“Don’t call me ‘Jimmy’!” rejoined that hopeful. “My name is L’Olonnois, the Scourge of The Sea. Me an’ Jean Lafitte, we follow Black Bart the Avenger, to the Spanish Main. Auntie, pass me the bacon, please. I’m just about starved.”
Mrs. Daniver, as was her custom, ate a very substantial breakfast; Helena, almost none at all; nor had I much taste for food. In some way, our constraint insensibly extended to all the party, much to L’Olonnois’ disgust. “It’s her fault!” I overheard him say to his mate. “Women can’t play no games. An’ we was havin’ such a bully chance! Now, like’s not, we won’t stay here longer’n it’ll take to get things back to the boat again.
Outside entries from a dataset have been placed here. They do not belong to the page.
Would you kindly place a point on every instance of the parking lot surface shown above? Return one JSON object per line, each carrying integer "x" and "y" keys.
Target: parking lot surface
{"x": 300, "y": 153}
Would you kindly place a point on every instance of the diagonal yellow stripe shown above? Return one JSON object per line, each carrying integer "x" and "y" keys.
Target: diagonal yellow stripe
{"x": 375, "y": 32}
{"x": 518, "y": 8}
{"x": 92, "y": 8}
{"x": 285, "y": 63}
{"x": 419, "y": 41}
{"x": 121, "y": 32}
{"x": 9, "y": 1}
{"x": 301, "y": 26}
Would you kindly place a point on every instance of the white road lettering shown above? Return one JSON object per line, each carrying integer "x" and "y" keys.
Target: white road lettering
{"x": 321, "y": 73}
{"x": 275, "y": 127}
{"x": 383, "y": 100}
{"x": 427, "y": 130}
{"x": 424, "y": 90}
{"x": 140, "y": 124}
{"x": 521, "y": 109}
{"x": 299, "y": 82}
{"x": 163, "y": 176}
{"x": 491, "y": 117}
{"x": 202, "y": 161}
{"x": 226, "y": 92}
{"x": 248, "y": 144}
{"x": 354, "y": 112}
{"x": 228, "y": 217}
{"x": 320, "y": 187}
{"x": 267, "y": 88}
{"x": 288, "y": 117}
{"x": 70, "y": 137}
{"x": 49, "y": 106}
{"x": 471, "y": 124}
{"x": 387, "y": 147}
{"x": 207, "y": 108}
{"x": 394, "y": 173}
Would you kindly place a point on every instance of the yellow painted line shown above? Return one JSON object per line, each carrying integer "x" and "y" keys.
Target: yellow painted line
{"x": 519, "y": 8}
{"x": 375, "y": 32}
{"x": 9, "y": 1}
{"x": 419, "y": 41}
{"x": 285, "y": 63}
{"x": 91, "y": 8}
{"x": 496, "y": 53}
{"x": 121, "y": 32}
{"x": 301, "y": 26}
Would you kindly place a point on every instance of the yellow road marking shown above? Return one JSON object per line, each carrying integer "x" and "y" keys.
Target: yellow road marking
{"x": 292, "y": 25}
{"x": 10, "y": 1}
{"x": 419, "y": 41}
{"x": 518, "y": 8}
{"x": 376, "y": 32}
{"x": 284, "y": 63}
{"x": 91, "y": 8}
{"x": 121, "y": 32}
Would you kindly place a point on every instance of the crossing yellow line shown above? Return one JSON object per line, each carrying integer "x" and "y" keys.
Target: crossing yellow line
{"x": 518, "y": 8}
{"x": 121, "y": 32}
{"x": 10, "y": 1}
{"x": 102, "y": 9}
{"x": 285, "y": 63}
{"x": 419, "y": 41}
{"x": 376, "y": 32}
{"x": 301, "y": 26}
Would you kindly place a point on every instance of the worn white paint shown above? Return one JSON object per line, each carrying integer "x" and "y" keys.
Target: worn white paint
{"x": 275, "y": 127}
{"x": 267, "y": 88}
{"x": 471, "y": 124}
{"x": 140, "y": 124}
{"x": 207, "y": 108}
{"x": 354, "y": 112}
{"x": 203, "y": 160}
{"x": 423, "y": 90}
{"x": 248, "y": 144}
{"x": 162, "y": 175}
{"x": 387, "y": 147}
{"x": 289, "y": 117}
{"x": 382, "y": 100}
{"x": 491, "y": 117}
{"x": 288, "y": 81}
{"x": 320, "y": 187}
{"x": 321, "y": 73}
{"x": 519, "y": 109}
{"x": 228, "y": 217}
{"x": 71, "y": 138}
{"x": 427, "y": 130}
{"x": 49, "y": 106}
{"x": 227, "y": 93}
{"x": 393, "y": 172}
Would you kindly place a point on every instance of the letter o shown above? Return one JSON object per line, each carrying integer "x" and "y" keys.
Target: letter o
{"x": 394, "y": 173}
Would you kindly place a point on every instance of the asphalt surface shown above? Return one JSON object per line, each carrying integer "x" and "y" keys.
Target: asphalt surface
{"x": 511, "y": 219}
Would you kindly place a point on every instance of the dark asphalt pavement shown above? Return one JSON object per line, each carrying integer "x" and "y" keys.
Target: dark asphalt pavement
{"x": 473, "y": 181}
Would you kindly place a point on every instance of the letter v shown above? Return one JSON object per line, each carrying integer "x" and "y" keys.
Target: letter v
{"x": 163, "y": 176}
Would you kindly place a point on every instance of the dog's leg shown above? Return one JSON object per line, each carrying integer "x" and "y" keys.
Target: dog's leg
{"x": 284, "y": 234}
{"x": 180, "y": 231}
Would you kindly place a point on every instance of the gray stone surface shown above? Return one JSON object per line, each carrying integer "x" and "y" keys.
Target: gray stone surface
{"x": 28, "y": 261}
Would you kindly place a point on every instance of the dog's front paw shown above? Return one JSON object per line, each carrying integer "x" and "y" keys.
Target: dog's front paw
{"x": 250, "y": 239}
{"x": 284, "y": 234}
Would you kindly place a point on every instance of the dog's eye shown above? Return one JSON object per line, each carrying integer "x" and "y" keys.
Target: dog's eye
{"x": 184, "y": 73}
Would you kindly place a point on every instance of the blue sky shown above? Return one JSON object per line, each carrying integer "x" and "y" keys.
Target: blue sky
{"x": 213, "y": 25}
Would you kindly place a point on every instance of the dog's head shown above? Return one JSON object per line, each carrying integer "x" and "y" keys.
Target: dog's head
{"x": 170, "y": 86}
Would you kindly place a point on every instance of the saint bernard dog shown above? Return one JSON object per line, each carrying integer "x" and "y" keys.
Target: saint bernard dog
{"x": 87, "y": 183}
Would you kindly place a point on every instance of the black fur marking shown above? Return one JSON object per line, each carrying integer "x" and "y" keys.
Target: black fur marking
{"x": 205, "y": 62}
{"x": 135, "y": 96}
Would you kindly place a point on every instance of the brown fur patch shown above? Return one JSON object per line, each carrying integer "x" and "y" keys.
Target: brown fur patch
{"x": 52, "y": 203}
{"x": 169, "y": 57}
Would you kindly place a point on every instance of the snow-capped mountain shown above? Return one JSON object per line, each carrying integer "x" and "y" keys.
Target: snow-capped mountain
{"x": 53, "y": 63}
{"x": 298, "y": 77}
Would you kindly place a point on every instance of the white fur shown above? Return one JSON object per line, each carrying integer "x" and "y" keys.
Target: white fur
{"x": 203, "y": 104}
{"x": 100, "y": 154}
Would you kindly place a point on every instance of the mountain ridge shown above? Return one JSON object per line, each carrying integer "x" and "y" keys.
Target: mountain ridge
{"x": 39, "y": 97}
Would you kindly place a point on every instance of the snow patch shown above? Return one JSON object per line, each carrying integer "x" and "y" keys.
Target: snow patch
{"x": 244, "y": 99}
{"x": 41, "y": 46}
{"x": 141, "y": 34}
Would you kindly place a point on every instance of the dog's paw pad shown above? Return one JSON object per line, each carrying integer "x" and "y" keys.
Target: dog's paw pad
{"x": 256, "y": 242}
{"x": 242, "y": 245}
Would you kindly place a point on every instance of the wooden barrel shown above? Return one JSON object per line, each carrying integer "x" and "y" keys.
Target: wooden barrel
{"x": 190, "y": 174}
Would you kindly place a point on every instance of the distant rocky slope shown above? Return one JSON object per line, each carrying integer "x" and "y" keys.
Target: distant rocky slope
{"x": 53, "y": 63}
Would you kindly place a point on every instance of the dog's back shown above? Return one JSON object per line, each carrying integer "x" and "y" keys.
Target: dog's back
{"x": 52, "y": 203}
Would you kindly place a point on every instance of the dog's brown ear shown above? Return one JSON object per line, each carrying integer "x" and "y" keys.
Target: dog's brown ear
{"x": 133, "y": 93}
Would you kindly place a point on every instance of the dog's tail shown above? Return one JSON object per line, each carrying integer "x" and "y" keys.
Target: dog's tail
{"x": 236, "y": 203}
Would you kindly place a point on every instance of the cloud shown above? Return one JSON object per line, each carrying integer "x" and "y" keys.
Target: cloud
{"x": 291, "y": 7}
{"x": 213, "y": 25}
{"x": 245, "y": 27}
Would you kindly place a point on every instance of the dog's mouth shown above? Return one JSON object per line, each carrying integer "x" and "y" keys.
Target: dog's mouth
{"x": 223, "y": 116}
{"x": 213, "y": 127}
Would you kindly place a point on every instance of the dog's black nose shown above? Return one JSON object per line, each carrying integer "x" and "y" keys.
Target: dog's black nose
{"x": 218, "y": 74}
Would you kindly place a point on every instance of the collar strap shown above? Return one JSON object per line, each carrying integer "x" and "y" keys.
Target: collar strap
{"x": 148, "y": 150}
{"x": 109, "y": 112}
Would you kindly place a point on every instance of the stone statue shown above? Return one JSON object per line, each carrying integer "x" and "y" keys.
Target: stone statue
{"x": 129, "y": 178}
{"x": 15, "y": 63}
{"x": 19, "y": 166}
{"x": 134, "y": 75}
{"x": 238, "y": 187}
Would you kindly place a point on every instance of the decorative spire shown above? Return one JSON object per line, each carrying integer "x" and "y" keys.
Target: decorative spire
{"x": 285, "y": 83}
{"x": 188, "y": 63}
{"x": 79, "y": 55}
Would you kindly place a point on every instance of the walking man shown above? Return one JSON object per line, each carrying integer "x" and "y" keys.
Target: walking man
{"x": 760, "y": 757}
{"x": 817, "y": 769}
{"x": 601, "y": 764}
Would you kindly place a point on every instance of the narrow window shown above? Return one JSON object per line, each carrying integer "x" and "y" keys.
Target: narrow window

I don’t want to go back home—I’d rather be a pirate; an’ so’d any fellow.”
“Sure he would,” assented Jean. They did not see me, behind the tent.
“Somethin’s wrong,” began L’Olonnois, portentously.
“What’d you guess?” queried Lafitte. “Looks to me like it was somethin’ between him an’ the fair captive.”
“That’s just it—that’s just what I said! Now, if Black Bart lets his whiskers grow, an’ Auntie Helena wears them rings, ain’t it just like in the book? Course it is! But here they go, don’t eat nothin’, don’t talk none to nobody.”
“I’ll tell you what!” began Lafitte.
“Uh-huh, what?” demanded L’Olonnois.
“A great wrong has been did our brave leader by yon heartless jade; that’s what!”
“You betcher life they has. He’s on the square, an’ look what he done for us—look how he managed things all the way down to here. Anybody else couldn’t have got away with this. Anybody else’d never a’ went out there last night after John, just a Chink, thataway. An’ her!”